In patients with prior onabotulinumtoxinA treatment failure (n=427 [HALO EM, n=40; HALO CM, n=165; FOCUS, n=222]), least-squares mean (LSM)±SE reductions in MMD from baseline over 12 weeks were significantly higher with fremanezumab (quarterly, -3.9±0.47; monthly, -4.1±0.49) versus placebo (-1.4±0.49; P<0.0001). The proportion of patients with ≥50% reduction in MMD was also significantly higher with fremanezumab (quarterly, 25%; monthly, 28%) versus placebo (8%; P<0.001).
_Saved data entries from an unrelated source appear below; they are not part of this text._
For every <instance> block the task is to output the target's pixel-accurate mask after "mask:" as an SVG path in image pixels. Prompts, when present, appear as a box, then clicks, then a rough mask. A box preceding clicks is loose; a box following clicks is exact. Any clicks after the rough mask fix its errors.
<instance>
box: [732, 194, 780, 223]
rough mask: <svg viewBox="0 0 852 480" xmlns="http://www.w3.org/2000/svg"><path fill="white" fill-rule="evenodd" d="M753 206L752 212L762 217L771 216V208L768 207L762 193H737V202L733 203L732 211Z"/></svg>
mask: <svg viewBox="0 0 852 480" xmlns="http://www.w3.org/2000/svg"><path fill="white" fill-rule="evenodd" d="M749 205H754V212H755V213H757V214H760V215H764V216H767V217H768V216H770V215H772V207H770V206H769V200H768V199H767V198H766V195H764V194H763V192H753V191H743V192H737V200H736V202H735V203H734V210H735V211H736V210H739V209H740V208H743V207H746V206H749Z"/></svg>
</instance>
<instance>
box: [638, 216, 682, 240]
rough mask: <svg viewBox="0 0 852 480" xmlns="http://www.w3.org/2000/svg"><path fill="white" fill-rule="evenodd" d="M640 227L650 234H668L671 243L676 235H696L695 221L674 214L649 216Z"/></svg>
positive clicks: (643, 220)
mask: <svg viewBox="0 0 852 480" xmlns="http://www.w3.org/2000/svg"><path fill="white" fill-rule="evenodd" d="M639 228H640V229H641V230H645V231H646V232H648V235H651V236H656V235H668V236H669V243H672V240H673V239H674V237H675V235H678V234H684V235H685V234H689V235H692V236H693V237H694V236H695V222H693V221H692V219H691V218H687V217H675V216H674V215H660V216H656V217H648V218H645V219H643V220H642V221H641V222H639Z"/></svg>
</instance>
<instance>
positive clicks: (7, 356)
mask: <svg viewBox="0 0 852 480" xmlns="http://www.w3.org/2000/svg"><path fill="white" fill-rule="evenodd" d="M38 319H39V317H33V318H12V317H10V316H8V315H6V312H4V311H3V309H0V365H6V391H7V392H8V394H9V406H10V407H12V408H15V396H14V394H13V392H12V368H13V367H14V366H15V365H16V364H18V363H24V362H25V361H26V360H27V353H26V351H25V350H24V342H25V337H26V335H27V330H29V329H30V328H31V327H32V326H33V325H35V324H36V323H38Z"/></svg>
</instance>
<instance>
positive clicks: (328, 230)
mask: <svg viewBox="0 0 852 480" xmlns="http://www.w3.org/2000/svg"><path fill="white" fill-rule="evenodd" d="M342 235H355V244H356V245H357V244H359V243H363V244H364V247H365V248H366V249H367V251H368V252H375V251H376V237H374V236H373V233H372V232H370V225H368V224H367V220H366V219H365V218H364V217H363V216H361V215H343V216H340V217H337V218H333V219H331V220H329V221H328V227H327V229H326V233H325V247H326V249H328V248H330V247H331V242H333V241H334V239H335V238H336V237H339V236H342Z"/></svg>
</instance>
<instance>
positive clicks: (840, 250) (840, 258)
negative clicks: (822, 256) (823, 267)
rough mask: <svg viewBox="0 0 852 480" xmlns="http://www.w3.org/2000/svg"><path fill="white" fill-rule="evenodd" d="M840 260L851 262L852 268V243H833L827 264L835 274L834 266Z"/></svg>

Reductions from baseline in HIT-6 scores during four weeks after the third dose of study drug were greater with fremanezumab (quarterly, -4.0±0.56; monthly, -5.6±0.61) versus placebo (-2.4±0.58; P<0.02), as were reductions in MIDAS scores (quarterly, -27.6±5.20; monthly, -29.7±5.36) versus placebo (-4.8±5.56; P<0.001) during this time period.

Fremanezumab treatment resulted in clinically meaningful reductions in MMD and significant improvements in disability outcomes in patients with prior onabotulinumtoxinA treatment failure.